Ruslar’ın Bayezid’i top atışlarıyla kolay bir şekilde ele geçirdiğini, Osmanlı-Rus savaşı sonrasında sarayın aşağı mahallelerinin ortadan kalktığını ve insan yaşantısından izler kalmadığını ifade etmektedir. 640

Savaşın meydana getirdiği yıkımın Bayezid Sancağı’ndaki demografik yapı üzerinde büyük bir etkisi olmuştur. Daha önceki bölümlerde ifade edildiği üzere aşiretlerin birbirleriyle veya yerel beylerle mücadeleleri de sancakta bulunan reaya üzerinde olumsuz neticeler meydana getirmiş, halkın bulunduğu yerleri terk etmesine neden olmuştur. Bu durum, şehri terk eden halkın büyük zorluklar çekmesine ve hayatlarının büyük bir sefalet içerisinde geçmesine sebebiyet vermiştir.

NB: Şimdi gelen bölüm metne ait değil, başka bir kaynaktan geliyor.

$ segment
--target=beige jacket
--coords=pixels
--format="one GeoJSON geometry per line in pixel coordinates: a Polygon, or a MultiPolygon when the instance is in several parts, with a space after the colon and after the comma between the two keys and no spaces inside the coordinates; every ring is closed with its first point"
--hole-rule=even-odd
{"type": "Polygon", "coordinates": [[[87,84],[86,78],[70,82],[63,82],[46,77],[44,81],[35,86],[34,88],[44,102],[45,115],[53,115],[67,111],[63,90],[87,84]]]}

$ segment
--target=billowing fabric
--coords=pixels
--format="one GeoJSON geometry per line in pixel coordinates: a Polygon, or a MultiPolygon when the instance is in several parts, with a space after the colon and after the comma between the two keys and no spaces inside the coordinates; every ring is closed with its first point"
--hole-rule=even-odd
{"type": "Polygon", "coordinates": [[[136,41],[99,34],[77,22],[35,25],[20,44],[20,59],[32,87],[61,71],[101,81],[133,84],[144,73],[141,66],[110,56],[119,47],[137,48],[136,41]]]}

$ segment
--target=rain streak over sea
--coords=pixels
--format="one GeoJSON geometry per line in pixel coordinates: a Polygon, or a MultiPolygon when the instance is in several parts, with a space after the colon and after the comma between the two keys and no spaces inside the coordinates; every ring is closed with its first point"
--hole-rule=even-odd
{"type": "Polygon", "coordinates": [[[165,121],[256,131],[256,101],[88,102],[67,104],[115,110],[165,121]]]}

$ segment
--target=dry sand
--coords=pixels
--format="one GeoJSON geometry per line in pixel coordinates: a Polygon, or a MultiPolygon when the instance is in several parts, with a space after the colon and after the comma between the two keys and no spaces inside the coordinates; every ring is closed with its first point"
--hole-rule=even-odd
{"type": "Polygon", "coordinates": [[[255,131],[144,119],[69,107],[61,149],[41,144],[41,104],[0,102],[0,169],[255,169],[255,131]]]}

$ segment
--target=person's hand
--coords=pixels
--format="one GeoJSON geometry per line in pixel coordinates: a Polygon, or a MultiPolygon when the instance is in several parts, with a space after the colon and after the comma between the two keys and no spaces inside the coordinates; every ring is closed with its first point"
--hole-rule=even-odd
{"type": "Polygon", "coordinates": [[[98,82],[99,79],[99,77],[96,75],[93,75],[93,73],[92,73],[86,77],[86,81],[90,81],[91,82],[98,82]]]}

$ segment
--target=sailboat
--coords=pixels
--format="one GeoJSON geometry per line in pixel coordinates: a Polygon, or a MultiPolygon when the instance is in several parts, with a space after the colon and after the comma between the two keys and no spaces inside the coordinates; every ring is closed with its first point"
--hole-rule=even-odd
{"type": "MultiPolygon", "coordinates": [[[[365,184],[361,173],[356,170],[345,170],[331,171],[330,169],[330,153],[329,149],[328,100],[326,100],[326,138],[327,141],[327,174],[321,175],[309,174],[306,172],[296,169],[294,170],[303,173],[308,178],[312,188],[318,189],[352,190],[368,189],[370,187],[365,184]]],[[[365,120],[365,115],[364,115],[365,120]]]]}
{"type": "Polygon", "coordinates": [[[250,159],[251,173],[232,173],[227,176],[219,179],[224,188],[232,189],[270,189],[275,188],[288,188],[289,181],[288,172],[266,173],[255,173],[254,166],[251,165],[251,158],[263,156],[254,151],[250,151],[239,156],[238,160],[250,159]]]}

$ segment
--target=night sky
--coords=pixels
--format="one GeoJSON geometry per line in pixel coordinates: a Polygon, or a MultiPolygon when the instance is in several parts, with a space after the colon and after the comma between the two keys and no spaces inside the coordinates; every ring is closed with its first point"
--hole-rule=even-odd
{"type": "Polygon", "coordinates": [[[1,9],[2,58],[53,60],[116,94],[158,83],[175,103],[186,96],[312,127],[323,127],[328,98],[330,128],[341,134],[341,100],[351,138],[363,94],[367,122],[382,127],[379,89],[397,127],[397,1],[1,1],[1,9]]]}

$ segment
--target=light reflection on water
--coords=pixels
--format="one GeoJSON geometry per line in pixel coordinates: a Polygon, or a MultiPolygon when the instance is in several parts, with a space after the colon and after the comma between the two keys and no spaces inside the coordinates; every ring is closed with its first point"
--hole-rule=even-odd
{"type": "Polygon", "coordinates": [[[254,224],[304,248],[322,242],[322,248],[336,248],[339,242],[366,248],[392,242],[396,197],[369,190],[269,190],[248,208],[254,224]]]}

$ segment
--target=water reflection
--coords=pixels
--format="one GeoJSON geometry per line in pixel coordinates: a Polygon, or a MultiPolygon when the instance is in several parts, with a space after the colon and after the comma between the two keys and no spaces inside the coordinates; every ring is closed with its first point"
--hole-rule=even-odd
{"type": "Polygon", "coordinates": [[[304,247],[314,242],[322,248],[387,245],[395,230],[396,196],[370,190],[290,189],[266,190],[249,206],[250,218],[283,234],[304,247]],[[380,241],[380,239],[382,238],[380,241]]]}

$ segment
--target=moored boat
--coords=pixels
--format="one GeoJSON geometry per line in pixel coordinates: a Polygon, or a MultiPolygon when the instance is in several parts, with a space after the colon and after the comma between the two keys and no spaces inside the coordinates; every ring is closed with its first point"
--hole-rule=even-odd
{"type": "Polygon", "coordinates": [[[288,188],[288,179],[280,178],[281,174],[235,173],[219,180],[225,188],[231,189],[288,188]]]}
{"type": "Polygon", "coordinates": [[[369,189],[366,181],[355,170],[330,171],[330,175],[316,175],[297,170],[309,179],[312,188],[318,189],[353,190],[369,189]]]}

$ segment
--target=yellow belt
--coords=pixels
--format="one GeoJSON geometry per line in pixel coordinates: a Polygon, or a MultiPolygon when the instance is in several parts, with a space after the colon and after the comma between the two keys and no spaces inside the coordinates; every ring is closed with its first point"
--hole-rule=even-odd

637 Averyanov, Osmanlı Rus Savaşlarında Kürtler (19. Yüzyıl), s. 35-36.

638 Kemal Beydilli, “Rusya”, DİA, c. 35, İstanbul, 2008, s. 256.

639 Karataş, Bayezid Sancağı ve İdarecileri (1700-1914), s. 86-87.

640 Charles Texier, Description de L’arménie, La Perse et La Mésopotamie, Typoraphie de Firman Didot Fréres, Libraires, İmprimeurs de L’ınstitut, Paris, 1842, s. 130-131.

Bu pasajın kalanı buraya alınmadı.